In a case that generated tabloid headlines and became the focus of a clash between Western permissiveness and Islamic values, a Dubai court Thursday found a British couple guilty of unmarried sex and sentenced them to three months in prison.
Vince Acors and Michelle Palmer, who had been accused of being drunk and having sex on the beach, were each sentenced to serve time, fined $272 for drinking alcohol in public and ordered to be deported immediately upon leaving prison. The pair were charged with having unmarried sex after a taxi picked them up from a champagne brunch at a five-star hotel and drove them to Jumeirah Beach in Dubai, the United Arab Emirates’ most culturally tolerant emirate.
“This verdict does not make sense,” Hassan Mattar, the couple’s lawyer told reporters after the verdicts. “I’m going to appeal it.”

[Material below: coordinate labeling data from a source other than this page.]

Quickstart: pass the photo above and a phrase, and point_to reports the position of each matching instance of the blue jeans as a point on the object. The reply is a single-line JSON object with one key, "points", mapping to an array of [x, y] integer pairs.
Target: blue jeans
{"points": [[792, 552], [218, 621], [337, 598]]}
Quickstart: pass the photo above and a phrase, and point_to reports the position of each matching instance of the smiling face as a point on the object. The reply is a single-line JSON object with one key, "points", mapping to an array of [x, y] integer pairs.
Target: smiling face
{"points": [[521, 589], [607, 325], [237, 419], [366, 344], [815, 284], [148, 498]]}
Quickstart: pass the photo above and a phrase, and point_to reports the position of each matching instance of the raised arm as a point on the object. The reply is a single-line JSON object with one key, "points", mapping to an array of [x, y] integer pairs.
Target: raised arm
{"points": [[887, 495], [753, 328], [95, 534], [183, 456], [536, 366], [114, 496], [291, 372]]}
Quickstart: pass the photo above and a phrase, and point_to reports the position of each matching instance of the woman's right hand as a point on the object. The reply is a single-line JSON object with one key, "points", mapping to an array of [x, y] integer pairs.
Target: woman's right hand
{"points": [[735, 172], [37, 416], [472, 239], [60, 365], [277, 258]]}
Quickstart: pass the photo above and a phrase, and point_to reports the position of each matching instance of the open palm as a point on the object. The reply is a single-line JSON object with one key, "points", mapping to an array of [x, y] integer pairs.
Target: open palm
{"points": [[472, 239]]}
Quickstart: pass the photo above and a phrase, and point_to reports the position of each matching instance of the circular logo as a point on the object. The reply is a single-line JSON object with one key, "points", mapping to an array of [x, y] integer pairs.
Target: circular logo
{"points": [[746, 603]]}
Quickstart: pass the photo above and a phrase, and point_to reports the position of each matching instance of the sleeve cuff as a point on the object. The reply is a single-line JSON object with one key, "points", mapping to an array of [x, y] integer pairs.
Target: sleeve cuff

Prosecutor Faisal Abdelmalek Ahil said he expected a harsher sentence. “I’m not happy,” he said. “It’s very light. It’s normal for a sentence to be six months to a year for an offense such as this.”
Acors, 34, and Palmer, 36, who was fired from her job as a publishing executive after her arrest, were not in court when the verdict was handed down. Palmer had said she and Acors were only kissing and hugging, and that a medical report showed they did not have sex.
Mattar argued that testimony from witnesses, including a police officer who said he saw them having sex on a lounger, was false.
It wasn’t clear whether the verdict was for the sex offense or the lesser indecency charge.
The case, which grew out of a July 5 incident, quickly became a morality tale set amid globalization and Dubai’s skyline of glittering high-rises. The emirate is a financial hub in the Middle East, catering to tourists and multibillion-dollar business deals. It is also an Islamic state straining to balance Western influence and wealth with religious traditions that forbid alcohol, unmarried sex and homosexuality.
Police often look the other way when it comes to gambling, prostitution and frolics in the surf. But Muslim conservatives have been warning that Dubai’s openness to global markets and its quest to build the world’s tallest skyscrapers and sponsor expensive horse races are corrupting society. This accusation is especially sensitive given foreigners, a mix of Western professionals and Asian laborers, are 85% of the UAE’s population of 5.6 million.
The media in Britain in part portrayed the case as another disturbing sign that abuse of alcohol was a too-common problem among Britons abroad. The BBC reported that the verdict shows that “tourists are ignoring the emirate’s strict Islamic laws and that the outcome of this case will be a warning that such drunken behavior will not be tolerated in public.”